陸襄見她真的不像又肚子痛的模樣,這才松了口氣,而后同她說起武安侯府發生的事情。
武安侯府,賀老夫人想要讓賀裕夫妻幫賀知妙挽回清白,宋言君是不敢想了,但賀裕身為武安侯,想替賀知妙找個家世好的嫡子也是不難的。
賀裕聽到賀老夫人這無理的要求,氣得臉都綠了,但礙于賀老夫人繼母的身份,硬是忍著沒破口大罵。

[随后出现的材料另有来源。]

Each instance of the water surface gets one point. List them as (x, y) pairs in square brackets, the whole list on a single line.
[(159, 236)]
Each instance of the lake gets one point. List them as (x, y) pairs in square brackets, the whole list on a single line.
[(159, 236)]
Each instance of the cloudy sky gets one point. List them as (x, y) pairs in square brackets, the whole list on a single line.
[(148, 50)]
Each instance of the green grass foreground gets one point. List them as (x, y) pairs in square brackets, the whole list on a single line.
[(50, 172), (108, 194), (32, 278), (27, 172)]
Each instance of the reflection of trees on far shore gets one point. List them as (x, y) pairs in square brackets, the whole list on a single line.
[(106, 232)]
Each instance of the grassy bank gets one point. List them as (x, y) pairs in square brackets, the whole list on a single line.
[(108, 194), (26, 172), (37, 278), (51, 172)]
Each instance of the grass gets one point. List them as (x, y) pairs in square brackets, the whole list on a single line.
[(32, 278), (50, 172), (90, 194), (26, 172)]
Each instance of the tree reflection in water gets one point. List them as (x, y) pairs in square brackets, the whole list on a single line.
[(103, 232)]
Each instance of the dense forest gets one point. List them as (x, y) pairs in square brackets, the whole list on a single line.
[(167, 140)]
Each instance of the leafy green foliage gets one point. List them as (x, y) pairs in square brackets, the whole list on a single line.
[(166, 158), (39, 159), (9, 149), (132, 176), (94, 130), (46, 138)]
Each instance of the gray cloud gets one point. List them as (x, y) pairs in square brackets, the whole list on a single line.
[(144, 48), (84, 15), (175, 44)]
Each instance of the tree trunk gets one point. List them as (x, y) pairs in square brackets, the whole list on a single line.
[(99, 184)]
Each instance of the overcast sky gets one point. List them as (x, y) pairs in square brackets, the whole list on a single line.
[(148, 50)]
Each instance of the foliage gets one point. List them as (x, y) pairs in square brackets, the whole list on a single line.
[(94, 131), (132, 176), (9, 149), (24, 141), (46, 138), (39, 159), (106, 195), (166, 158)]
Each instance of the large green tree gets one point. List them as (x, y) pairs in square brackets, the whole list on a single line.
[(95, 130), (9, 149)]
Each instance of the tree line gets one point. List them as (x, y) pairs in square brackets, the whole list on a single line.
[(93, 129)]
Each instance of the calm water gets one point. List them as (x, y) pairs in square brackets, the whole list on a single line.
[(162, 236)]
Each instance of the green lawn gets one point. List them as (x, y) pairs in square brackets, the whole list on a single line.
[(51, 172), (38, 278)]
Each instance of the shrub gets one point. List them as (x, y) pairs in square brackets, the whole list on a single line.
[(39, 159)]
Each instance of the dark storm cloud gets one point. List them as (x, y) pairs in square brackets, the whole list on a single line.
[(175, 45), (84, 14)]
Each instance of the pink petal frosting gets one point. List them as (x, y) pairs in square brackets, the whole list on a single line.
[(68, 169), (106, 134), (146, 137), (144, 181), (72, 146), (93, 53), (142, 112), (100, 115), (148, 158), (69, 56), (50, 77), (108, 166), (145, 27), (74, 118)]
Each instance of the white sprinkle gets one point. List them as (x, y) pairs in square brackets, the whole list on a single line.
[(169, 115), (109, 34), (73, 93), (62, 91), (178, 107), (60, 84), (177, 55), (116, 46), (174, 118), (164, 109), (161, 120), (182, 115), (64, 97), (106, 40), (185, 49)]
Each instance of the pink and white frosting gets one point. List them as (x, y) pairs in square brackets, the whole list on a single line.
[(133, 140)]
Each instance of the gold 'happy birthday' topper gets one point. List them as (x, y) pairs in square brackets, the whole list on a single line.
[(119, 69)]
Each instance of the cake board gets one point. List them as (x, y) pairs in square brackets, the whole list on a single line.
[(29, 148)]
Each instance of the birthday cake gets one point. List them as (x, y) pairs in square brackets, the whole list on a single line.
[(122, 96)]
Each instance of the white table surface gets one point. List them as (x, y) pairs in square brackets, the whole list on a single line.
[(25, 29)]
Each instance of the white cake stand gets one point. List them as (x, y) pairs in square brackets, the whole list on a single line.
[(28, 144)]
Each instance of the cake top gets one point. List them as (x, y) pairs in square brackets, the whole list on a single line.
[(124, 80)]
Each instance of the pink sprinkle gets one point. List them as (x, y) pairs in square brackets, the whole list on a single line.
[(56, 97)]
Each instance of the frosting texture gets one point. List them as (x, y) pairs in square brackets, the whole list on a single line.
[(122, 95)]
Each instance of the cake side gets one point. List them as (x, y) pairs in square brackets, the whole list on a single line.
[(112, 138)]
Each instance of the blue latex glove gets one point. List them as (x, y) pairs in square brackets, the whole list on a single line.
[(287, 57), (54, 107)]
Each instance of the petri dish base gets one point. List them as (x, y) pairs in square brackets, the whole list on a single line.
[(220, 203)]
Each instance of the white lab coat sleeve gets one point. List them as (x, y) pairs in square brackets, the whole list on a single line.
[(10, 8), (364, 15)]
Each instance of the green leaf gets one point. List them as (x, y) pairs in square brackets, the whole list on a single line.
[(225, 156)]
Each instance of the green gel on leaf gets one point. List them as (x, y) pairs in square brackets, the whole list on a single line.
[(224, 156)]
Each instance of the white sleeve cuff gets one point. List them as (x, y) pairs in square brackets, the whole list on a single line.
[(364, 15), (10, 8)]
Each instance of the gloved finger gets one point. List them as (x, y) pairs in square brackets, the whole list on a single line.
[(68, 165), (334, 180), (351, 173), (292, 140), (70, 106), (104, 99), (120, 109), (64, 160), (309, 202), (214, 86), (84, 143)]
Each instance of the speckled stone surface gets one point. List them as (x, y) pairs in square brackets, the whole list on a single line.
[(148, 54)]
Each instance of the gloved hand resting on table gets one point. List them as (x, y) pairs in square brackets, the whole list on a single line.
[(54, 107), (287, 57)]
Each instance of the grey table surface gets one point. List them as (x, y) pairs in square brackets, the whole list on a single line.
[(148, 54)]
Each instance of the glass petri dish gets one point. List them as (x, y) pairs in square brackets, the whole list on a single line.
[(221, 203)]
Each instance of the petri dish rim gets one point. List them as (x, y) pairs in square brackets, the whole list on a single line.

武安侯夫人卻是腦子一熱不管不顧的拍著桌子怒道“母親你瘋了吧,她賀知妙自己不知檢點你卻硬要把這燙手山竽塞到我們手里,那么多人都看到了賀知妙做的丑事,你打量別人都是蠢貨不成,不會把這件事情傳出去,賀知妙不知廉恥與人茍合自己不要名聲如今更是牽連了府里其他未出嫁的女兒,我還沒找你們二房算賬,居然還想我們幫你,怎么不美死你們呢。”
“放肆”賀老夫人被武安侯夫人的話氣得眼前發黑,不斷的拍著桌子來發泄她心里的怒氣“賀裕是武安侯,如果他出面平息這件事情,誰還敢亂嚼舌根,這個家他說了算,你一個婦道人家插什么嘴。”

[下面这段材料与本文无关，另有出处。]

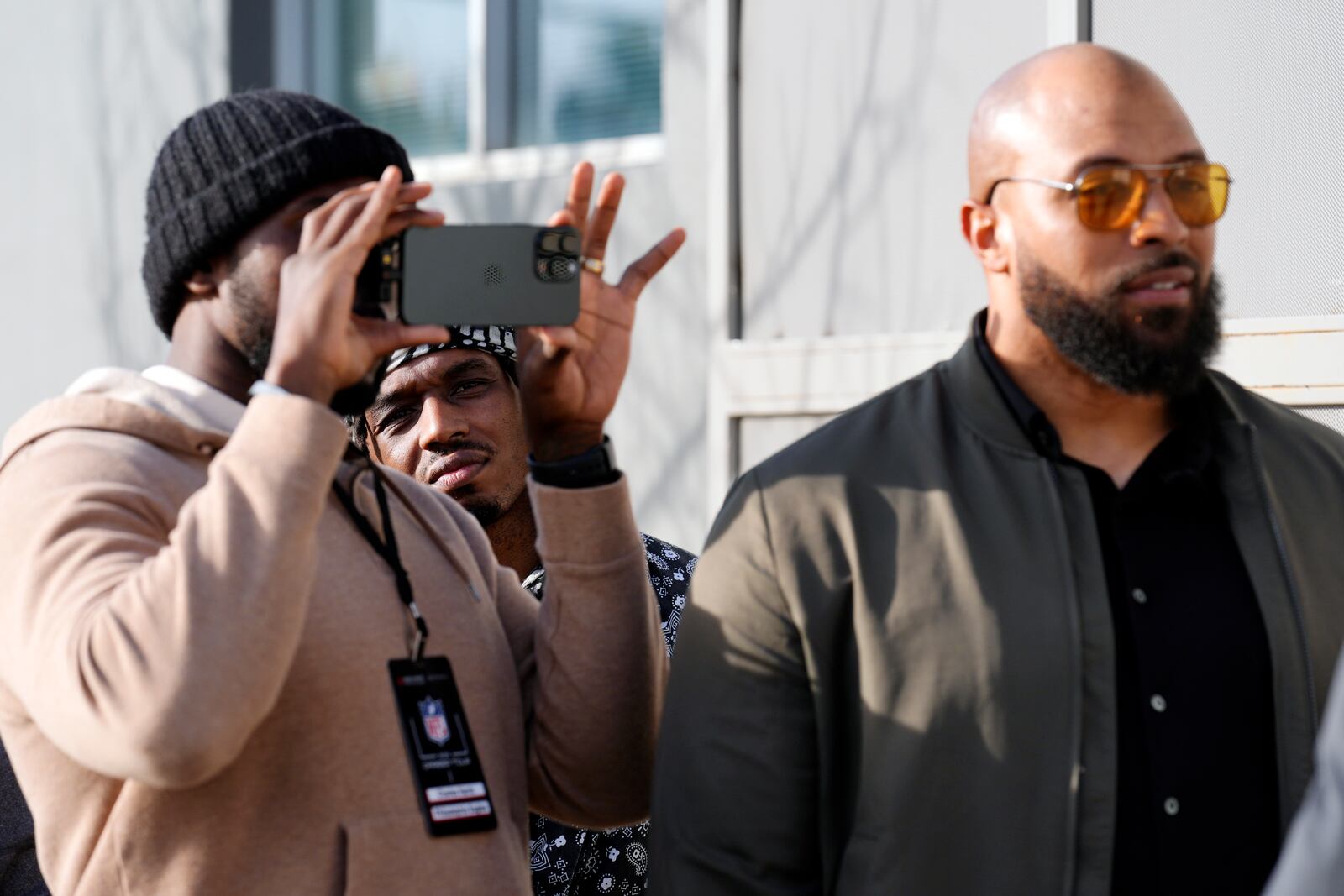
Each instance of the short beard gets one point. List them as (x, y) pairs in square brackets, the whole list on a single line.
[(486, 511), (255, 317), (1163, 352)]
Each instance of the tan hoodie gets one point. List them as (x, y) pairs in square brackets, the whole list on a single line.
[(194, 642)]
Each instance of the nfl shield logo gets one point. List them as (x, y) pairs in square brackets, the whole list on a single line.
[(436, 725)]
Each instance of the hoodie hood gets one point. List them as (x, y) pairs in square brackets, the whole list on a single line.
[(118, 401)]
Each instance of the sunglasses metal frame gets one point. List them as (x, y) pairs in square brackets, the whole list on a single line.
[(1072, 188)]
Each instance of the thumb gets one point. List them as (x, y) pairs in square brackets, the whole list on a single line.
[(385, 338)]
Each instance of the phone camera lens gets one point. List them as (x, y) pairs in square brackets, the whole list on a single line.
[(562, 268)]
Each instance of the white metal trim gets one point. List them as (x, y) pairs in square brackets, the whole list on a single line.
[(477, 71), (1294, 362), (1061, 22), (526, 163)]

賀裕面無表情的看了賀老夫人一眼“就算天王老子也沒本事去堵住眾人的悠悠之口,老二想要把女兒嫁入高門他自己去想辦法,我不淌這趟渾水。”
“大哥這是連母親的話都不聽了嗎你這是忤逆不孝。”賀雄見賀裕不管,怒氣沖沖的道。
賀裕抬眸,冷冷的昵了賀雄一眼,隨即又望向了賀老夫人,道“正因為我孝順母親,所以這么多年一直盡心奉養,是本侯的一忍再忍讓母親你忘了自己的身份,想來我這個繼子怎么做都讓你不滿意,既然如此,母親就跟自己的親兒子去住吧。”
賀雄一臉驚愕的看著賀裕,抖著手指著他“你”
“我什么我,賀御史想彈劾還是報復請自便,正好叫大家看看是為了什么”賀裕沒好氣的打斷了賀雄想要說的話。
忤逆不孝
他倒不信賀雄有這個臉去跟皇上彈劾。
賀老夫人聽到賀裕的話,氣得渾身發抖。
這個畜牲,畜牲。
居然敢這么跟她說話。
就算不是她生的又如何,她也擔著嫡母的名,賀裕竟敢不把她放在眼里,當真是翅膀硬了哈。
賀老夫人恨不得打死賀裕這個不孝子,可是看著悲催的二房一家,頓時覺得喉嚨口一股腥甜傳來。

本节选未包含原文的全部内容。